Bernardo tentava paquerar com frases prontas do Paulo Coelho, mas as mulheres fugiam como se ele tivesse escrito um livro chamado “A Arte de Estragar o Clima em 5 Minutos.”
Foi então que Leazinha entrou em sua vida. Literalmente. Ela trombou com ele na fila do banco e, ao invés de pedir desculpas, disse:
— Uau, que cara mais… cara.
Bernardo, que não estava esperando elogio algum, ficou sem graça. E, por incrível que pareça, isso o fez parecer humano.
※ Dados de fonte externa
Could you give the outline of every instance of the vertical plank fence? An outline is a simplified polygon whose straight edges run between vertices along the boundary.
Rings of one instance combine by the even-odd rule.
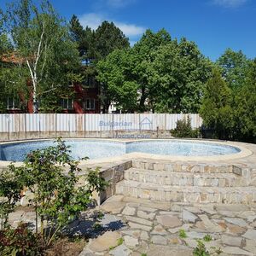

Começaram a conversar. Leazinha falava rápido, ria alto e tinha um jeito de olhar que parecia ler a alma. Bernardo, pela primeira vez, não sabia o que dizer. Ficou mudo. E, por coincidência, foi nesse momento que Leazinha sorriu e disse:
— Você parece aquele personagem de José de Alencar… como é o nome? Inocência! Isso! Você tem cara de Inocência!
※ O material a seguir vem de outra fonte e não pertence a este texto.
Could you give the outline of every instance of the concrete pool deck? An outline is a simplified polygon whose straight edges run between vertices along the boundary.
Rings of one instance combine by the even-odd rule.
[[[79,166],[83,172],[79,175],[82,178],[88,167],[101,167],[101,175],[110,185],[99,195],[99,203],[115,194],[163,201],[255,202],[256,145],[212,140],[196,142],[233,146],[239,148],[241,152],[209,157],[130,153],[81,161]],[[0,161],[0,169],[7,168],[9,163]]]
Bernardo, sem entender o elogio, sorriu como um bobo.
Os dias foram passando, e Bernardo passava mais tempo pensando em Leazinha do que em por que o céu é azul. Quando a via, seu coração acelerava, e ele não sabia se era amor ou se era azia de tanto café.
— Leazinha é como se Graciliano Ramos tivesse escrito uma comédia romântica — pensava Bernardo, já sem graça de si mesmo.
Ela era imprevisível, cheia de vida e tinha um jeito de falar que misturava modernidade com receita de bolo.
— Você precisa aprender a amar — disse ela, certa vez, olhando-o nos olhos.
— Eu sei amar… amo meu time, amo meu cachorro, amo meu…
— Isso não é amor, Bernardo. Isso é apego.
Foi então que Bernardo decidiu mudar. Começou a ouvir Leazinha, a prestar atenção nela, a rir das suas piadas ruins, a entender que amar não era um dever de casa, mas uma escolha diária.
Um dia, em frente ao prédio dela, Bernardo, com voz trêmula, disse:
— Leazinha, você é como aquele verso de Rachel de Queiroz… “Quando a gente ama, ama-se sem perguntar por quê.”
Ela sorriu, o beijou e sussurrou:
— Agora você entendeu.
E Bernardo, enfim, aprendeu a amar. E, ironicamente, aprendeu isso com uma cearense que não sabia que era a chave do seu coração.